Hi k9queen!
Let's first run the regression in order to find the trend forecast
that includes the dummy variable. When including the dummy, the data
set becomes:
quarters sales
(in thousands of $) Tax
=========================================
1 23000 0
2 27000 0
3 28500 0
4 30200 0
5 32600 0
6 35210 0
7 37100 0
8 40000 0
9 41450 0
10 47210 0
11 51250 0
12 55780 0
13 56210 0
14 57290 0
15 43000 1
16 45210 1
17 47621 1
18 49821 1
19 51200 1
20 54780 1
21 63210 0
22 67801 0
23 72345 0
24 75321 0
25 80321 0
As you can see, the tax dummy takes on the value 1 when the tax is
being applied and 0 when it's not. In the regression, the coefficient
of this variable will show how sales are reduced by the inclusion of
the tax. Now let's run the regression. We will take the dependent
variable to be sales per quarter (the 2nd column), and we'll use 2
explanatory variables: the quarter number (so this will be a trend
model, that is, one that explains the dependent variable with the
passage of time), and the tax dummy.

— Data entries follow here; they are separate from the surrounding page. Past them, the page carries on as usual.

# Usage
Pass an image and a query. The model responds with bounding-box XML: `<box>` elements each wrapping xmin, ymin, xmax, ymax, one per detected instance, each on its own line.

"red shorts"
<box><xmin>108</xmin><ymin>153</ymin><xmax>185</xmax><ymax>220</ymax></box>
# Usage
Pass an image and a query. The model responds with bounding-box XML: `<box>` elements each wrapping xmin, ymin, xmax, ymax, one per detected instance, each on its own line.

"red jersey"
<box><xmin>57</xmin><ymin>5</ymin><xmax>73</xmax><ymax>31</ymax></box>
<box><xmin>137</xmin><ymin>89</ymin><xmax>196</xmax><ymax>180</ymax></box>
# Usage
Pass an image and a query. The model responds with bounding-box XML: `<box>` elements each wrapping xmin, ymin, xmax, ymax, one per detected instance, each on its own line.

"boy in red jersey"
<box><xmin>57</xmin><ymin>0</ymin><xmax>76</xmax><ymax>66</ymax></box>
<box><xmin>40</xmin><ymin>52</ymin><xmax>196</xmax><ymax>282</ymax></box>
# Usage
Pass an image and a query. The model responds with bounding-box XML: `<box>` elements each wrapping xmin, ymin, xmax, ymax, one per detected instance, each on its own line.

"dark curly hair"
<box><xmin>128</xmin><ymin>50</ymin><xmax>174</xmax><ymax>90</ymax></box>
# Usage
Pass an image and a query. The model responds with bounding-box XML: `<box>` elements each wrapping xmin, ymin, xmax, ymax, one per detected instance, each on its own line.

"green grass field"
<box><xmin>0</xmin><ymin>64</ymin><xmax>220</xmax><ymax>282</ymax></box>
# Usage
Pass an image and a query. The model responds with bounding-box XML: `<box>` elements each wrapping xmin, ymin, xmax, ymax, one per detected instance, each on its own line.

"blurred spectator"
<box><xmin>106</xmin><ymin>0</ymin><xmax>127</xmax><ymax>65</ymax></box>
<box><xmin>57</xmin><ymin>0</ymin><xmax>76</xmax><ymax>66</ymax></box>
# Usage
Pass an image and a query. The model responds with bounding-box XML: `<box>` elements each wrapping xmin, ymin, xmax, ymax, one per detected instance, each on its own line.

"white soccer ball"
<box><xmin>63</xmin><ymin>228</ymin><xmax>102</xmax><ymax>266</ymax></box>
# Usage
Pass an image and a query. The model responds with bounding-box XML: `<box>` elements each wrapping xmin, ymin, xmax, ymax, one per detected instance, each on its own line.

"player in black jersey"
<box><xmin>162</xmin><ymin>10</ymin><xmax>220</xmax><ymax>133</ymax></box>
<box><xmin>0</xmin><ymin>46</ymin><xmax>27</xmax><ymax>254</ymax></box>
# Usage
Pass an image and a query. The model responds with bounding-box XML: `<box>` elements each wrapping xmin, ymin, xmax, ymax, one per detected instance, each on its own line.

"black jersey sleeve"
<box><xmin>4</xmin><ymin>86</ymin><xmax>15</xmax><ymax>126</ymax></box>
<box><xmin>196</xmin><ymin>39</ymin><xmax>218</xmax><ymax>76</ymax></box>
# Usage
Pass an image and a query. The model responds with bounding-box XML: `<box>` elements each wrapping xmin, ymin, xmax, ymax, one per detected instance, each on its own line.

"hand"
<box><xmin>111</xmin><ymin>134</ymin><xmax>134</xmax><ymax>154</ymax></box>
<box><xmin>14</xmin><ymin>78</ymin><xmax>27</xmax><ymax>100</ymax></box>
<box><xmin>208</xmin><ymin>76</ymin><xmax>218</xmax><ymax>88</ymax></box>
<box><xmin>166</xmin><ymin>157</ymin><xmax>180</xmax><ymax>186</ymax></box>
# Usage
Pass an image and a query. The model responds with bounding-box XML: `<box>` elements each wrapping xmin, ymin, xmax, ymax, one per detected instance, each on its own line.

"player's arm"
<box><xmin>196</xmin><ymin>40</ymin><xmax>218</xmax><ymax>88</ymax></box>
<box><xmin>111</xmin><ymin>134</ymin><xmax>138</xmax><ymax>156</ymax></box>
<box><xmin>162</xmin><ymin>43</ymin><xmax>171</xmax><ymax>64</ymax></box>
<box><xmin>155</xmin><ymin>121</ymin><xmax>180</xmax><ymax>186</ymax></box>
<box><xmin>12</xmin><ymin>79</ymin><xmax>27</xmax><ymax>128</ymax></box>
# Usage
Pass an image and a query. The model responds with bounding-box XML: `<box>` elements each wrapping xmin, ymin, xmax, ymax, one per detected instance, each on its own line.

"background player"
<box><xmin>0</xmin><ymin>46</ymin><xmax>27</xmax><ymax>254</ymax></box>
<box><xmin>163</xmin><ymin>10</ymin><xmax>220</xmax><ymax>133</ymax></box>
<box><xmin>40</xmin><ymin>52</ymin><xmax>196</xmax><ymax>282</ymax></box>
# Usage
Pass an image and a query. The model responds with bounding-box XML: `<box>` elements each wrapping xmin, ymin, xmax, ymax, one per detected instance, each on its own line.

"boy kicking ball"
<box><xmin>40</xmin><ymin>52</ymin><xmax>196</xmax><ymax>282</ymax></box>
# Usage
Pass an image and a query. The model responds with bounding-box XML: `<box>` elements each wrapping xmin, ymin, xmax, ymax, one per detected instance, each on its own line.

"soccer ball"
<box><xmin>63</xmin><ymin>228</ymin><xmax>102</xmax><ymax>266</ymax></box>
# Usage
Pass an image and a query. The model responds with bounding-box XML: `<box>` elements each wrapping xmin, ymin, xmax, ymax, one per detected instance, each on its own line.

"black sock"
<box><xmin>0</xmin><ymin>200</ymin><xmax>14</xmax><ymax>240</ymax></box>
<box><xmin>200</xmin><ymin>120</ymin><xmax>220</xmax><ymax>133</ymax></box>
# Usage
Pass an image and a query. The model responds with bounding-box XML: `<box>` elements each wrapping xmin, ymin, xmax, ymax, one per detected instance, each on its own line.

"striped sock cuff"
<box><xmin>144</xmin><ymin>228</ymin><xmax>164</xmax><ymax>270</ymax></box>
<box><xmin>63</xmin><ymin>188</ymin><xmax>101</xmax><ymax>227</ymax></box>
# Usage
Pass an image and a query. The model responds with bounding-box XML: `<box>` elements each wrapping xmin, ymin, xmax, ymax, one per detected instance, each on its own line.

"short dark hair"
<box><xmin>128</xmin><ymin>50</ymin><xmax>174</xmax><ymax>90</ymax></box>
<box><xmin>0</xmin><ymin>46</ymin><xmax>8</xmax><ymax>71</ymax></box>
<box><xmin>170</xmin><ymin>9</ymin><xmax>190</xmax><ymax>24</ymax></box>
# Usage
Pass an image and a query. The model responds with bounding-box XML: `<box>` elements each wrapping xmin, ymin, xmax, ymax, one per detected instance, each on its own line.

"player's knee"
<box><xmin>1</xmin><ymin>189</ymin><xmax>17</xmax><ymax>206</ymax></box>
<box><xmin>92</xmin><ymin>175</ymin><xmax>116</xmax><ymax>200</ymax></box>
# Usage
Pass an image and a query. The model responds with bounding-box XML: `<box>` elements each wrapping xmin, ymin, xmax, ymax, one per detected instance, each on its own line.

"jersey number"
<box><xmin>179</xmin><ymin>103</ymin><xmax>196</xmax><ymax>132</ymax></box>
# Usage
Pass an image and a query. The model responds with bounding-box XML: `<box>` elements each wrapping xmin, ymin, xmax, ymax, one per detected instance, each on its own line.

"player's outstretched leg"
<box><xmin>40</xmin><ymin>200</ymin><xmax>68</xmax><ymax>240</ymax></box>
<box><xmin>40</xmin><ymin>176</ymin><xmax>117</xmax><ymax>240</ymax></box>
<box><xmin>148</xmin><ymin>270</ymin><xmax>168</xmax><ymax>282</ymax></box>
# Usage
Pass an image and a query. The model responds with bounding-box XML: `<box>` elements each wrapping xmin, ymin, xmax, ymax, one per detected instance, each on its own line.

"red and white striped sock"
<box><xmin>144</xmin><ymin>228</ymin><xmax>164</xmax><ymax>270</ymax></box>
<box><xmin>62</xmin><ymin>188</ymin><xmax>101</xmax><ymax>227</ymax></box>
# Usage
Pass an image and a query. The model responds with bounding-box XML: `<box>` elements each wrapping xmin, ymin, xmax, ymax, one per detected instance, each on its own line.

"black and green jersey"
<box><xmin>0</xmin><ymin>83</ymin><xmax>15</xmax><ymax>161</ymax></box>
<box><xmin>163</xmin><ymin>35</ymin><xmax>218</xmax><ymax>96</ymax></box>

The tax dummy will allow the
model to adjust a different trend line to the periods where the tax is
in effect. If we don't include the dummy, the trend line will try to
fit all the values equally, while it's clear that sales in the tax
period are substantially lower than sales in other periods. The result
of this regression is the following:
Y = 22993 + 2204*t - 12961*Tax
where t is the time index (the number of the quarter) and Tax is the
tax dummy. The R-squared of this regression is 0.97. Since the
coefficient of the dummy is negative, the model tells us that the tax
has a negative effect on sales. In fact, since Tax=0 when there is no
tax, and Tax=1 when the tax is in effect, we can think of this
equation as two trend lines:
Trend Line without tax:
Y = 22993 + 2204*t - 12961*0 = 22993 + 2204*t
Trend line with tax:
Y = 22993 + 2204*t - 12961*1 = 10032 + 2204*t
These two trend lines are substantially differnt, meaning that it's
true that the trend is different in periods with or without taxes. If
we try to fit a trend line to the data without including the dummy,
then the model, when trying to fit these substantially different data
points, would have given us an "average" trend, which would have been
a worse fit for both tax and non-tax periods. Let's run the regression
withouth the dummy in order to compare them:
Y = 23382 + 1935*t
The R-squared of this regression is 0.85. The R-squared from the other
regression was much higher, implying that it was a better model.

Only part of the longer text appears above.